“Too Big to Fail” has become a part of our national
consciousness. Absent from the TBTF narrative is the story of the modernization
and the end of the “Food Stamp” as we have known it.
One of the largest financial institutions and federal
bailout recipients in our country, JPMorgan Chase, is currently responsible for
the doling out of welfare to the United States population. When did this
happen? And why?
The Electronic Benefits Transfer (EBT) idea was part of the
1990s’ welfare reform, and the USDA was tasked with removing Food Stamps from
circulation. Many veterans of the Food Stamp Program will attest to the
embarrassing nature of the Food Stamp itself. A friend once told me that when
he pulled them out of his pocket in line at the grocery store, it was as if the
whole world went into “slow motion.”
However, saving social welfare recipients from embarrassment
was not the goal when creating the EBT system. It was designed primarily to
reduce costs and fraud, such as the huge problem of the illegal sale of stamps.
EBT allows welfare beneficiaries to swipe their card at almost all Point of
Sale terminals (the terminals in grocery stores). This allows all transactions
to occur digitally in the same way a debit card is linked to a checking
account. Money spent is deducted from a family’s total benefit and participants
can check their balance using a toll free number. While not perfect, EBT has
prevented fraud by printing the head of the household’s name clearly on the
card and when coupled with a Photo ID, makes it harder to play the system. Most
state EBT programs also issue cash assistance, unemployment benefits, and
Women, Infants and Children assistance through EBT cards.
Today, 99 percent of all welfare transactions are made using
Point of Sale terminals. More than 9.3 percent of the population receives money
from the Supplemental Nutrition Assistance Program (SNAP, AKA Food Stamps) through
these cards.
States are given discretion in choosing their EBT service
provider. In almost every case, this provider is a private corporation (Indiana
very recently ditched IBM in favor of state control of modernization
functions). According to the USDA website, 28 out of the 50 states have EBT
programs being run by JPMorgan Chase Electronic Financial Services (EFS). The
remainder of these state EBT systems are mostly split between two other
companies, Affiliated Computer Services and e-Funds, recently acquired by
Fidelity National Information Services.
JPMorgan is by far the largest provider of services to
American citizens, providing services to the largest states like California,
Pennsylvania, New York and Florida. JPMorgan Chase inherited its EBT contracts
from Citigroup in 2003 after JPMorgan Chase bought Citicorp EFS (incidentally,
this was after Citigroup had an antitrust lawsuit filed against it in 1998 for
allegedly attempting to monopolize the EBT market).
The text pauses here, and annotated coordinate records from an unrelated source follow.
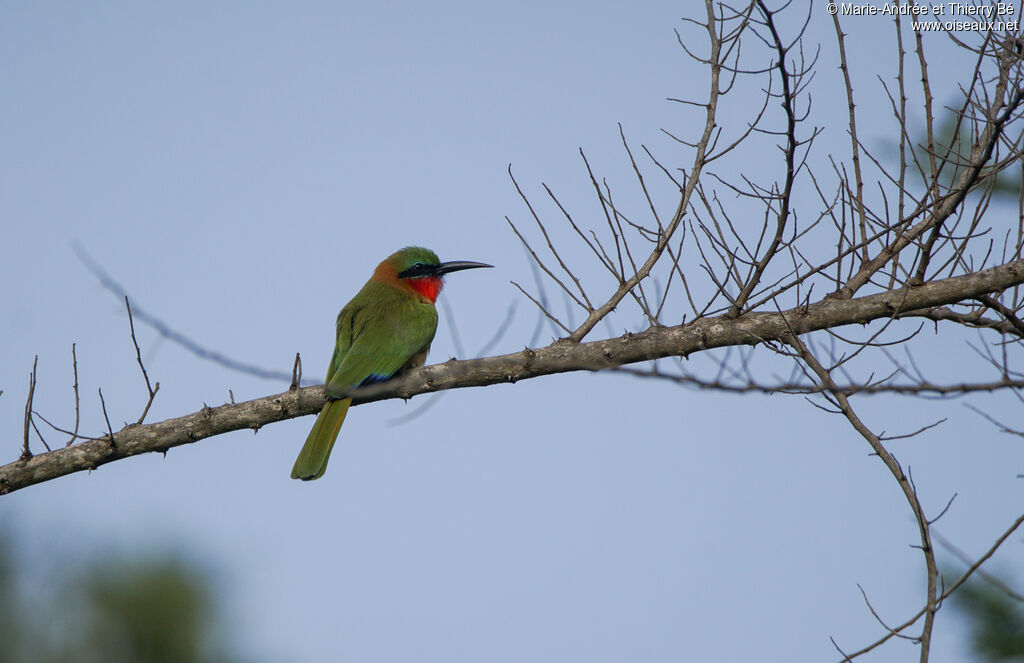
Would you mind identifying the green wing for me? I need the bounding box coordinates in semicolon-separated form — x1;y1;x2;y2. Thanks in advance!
325;284;437;398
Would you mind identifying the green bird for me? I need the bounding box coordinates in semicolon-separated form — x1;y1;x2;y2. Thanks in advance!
292;246;493;481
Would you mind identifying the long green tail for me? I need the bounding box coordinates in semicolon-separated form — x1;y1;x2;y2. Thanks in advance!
292;399;352;482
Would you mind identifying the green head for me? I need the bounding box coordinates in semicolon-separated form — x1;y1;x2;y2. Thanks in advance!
382;246;494;302
386;246;494;279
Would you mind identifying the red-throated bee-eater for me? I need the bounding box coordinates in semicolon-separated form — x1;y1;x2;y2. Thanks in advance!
292;246;493;481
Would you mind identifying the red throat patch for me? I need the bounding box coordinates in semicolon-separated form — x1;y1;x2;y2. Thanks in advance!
406;277;444;303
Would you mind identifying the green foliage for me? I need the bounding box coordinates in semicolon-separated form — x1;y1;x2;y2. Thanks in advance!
0;536;246;663
952;579;1024;663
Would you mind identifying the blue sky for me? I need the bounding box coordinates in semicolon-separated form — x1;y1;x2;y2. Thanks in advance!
0;2;1021;663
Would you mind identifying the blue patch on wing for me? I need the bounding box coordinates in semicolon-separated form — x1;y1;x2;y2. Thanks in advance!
359;373;391;386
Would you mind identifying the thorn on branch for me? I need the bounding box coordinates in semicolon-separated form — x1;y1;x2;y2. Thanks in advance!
290;353;302;391
65;343;81;447
97;388;118;449
20;355;39;460
124;295;160;426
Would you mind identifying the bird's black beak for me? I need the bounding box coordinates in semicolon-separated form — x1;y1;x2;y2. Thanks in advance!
434;260;495;277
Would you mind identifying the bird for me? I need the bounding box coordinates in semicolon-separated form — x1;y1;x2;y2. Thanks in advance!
292;246;494;481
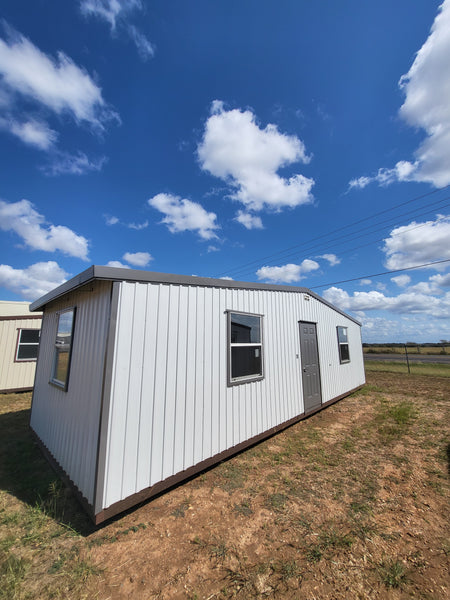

A majority of states have decided that contracting with
JPMorgan EFS for EBT services is a good use of taxpayer dollars. Americans must
believe that JPMorgan Chase can accomplish this task in a more streamlined
fashion than the government. However, JPMorgan Chase’s bailout was a result of
its involvement in the toxic asset swapping that kicked-off the current
financial crisis. Regardless of JPMorgan’s speedy repayment of its $25 billion
in TARP money, the use of these institutions for the execution of basic social
services brings up many questions about this country’s choice of contractors
and its ability to sustain itself in their absence. Has our social
infrastructure become so complicated that our state governments cannot handle
basic governmental functions like feeding the poor even though electronic
banking is now ubiquitous? Is it safe to conclude that JPMorgan Chase will
never be allowed to fail, because without it, the American social safety net
would have a gaping hole in it?
Welfare, including unemployment benefits, is set to grow significantly
over the next few years. The question now is twofold: whether these
institutions were bailed out, in part, because of welfare’s growing importance,
and whether we want a massive financial institution running our welfare system?
Regardless, it is clear that institutions TBTF now put food on the table for
nearly 10 percent of Americans.
JPMorgan
is set to end most of its contracts with states in 2010 and 2011.